Graphical User Interface The main objective of the GUI is to provide a user friendly Interface which integrates all the required functionalities. That is it should be able to facilitate all phases of voice recognition algorithm including acquiring voice samples, then train the neural network and finally running voice recognition process in real time. There are several important areas within the GUI. They are Mode Selection Panel (Used to select required Mode that user want to run) o Acquisition Mode Obtain voice samples separately for each command and then calculate Cepstral co-efficients of each voice sample and store them o Training Mode Use cepstral co-efficients to build the Neural Network. So Neural Network coefficients are obtained. o Tuning Mode Use known voice samples to calculate threshold levels needed. o Running Mode - Each voice input is sampled real time and use the neural network to obtain the output and then use threshold levels obtained in the Tuning mode to recognize the voice input

Options Panels (Acquisition, Tuning and Running) o Used to set options needed at each Mode Recognition Indications o This is enabled at Running Mode and used to indicate the status of the latest voice input Graph Window o Used to display acquired sound pattern Emergency Stop o Used to issue a STOP command if needed Hardware Construction The mobile robot platform consists of three wheels and forward two wheels are coupled to the two geared DC motors. The rest wheel can free rotate with its own axis. The robots capable of forward, backward, turn left and turn right motions and onboard motor driver circuit with L298 IC is used to made the those motion control with the aid of PWM (Pulse Width Modulation) switching signals. Most popular low cost PIC16F877A microcontroller is the main controller within the mobile robot which is communicates with the remote host computer through the wireless RF link. Remote host is acting as master and microcontroller on robot acting as slave to transmit asynchronous serial data with RS232 data format between these two devices. Hence according to the received command from the host, microcontroller generates relevant PWM switching signals according of controlling algorithm. This microcontroller has special a capability of generate the HPWM (Hardware PWM) which is help to generate the two PWM signal simultaneously without affecting execution of other part of program. To establish the communication link between the mobile robot with the remote host computer, single chip Radiometric BIM2-433 -64 RF communication IC is used which is operating in the 433 MHz frequency band. The power supply for the mobile robot is big issue. Because DC motors consume huge power to overcome friction during the operation. Hence Sealed Led Acid rechargeable two 6V & 4 AMPhr batteries are used to power the mobile robot.

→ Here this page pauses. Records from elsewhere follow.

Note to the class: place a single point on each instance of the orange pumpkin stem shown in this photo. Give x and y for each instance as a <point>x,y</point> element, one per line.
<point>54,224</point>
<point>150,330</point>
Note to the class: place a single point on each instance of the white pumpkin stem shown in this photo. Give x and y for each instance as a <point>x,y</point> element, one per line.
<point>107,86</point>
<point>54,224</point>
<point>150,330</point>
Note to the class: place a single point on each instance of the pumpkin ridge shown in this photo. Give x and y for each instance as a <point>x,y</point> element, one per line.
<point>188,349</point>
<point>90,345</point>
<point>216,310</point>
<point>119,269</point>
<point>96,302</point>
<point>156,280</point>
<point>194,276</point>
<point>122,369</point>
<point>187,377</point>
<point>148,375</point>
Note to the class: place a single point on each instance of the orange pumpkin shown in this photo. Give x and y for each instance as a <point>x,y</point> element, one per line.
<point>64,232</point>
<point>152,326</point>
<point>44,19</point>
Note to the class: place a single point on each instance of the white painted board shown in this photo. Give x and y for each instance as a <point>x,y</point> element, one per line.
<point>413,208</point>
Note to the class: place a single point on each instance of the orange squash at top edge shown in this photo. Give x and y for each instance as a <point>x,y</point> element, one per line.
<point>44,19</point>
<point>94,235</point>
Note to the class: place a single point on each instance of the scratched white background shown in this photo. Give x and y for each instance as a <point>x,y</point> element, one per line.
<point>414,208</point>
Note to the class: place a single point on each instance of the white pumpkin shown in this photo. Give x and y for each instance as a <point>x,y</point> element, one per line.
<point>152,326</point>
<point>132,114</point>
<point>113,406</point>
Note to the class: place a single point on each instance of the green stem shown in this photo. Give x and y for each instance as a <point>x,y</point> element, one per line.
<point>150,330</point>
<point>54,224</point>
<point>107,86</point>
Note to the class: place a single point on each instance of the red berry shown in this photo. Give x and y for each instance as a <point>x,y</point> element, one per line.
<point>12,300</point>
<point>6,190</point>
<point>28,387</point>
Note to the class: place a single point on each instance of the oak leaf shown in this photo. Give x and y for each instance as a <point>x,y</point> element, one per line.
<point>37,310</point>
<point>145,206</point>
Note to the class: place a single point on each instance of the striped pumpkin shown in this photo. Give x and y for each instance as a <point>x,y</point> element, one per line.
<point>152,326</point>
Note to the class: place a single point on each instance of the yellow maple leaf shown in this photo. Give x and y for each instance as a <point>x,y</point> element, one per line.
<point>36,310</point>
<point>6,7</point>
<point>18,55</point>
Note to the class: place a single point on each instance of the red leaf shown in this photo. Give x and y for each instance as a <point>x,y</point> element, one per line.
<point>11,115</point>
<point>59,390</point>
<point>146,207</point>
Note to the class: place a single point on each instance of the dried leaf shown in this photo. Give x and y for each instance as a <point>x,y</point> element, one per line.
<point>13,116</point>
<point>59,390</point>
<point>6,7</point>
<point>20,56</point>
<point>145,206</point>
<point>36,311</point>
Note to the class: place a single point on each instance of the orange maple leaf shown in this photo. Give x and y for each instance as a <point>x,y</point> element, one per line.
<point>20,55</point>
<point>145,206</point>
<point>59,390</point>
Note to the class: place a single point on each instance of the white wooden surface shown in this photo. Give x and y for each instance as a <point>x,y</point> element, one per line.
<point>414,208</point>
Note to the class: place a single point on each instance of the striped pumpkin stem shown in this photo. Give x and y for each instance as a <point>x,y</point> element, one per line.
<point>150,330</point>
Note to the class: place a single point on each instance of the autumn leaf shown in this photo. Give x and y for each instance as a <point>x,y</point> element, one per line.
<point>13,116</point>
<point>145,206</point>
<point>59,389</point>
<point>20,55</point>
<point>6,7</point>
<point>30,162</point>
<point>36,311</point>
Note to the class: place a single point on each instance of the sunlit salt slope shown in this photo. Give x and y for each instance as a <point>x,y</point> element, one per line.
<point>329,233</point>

Conclusion The voice recognition software has an accuracy around 75% in correctly identifying a voice command. But it is highly sensitive to the surrounding noises. There is a possibility of misinterpreting some noises as one of the voice commands given to the robot. Also the accuracy of word recognition reduces in face of the noise. The sound coming from motors has a significant effect on accuracy. There are some drawbacks in the mobile platform. The rechargeable 6V batteries carried onboard makes it too heavy. Hence we had to use powerful motors to drive the robot making the power consumption higher. So we had to recharge the batteries quite often. The mobile platform had some problems in turning due to the heaviness of itself. The back freewheel used to get stuck when turning specially in reverse motion. Hence we suggest that steering mechanism will be a better option.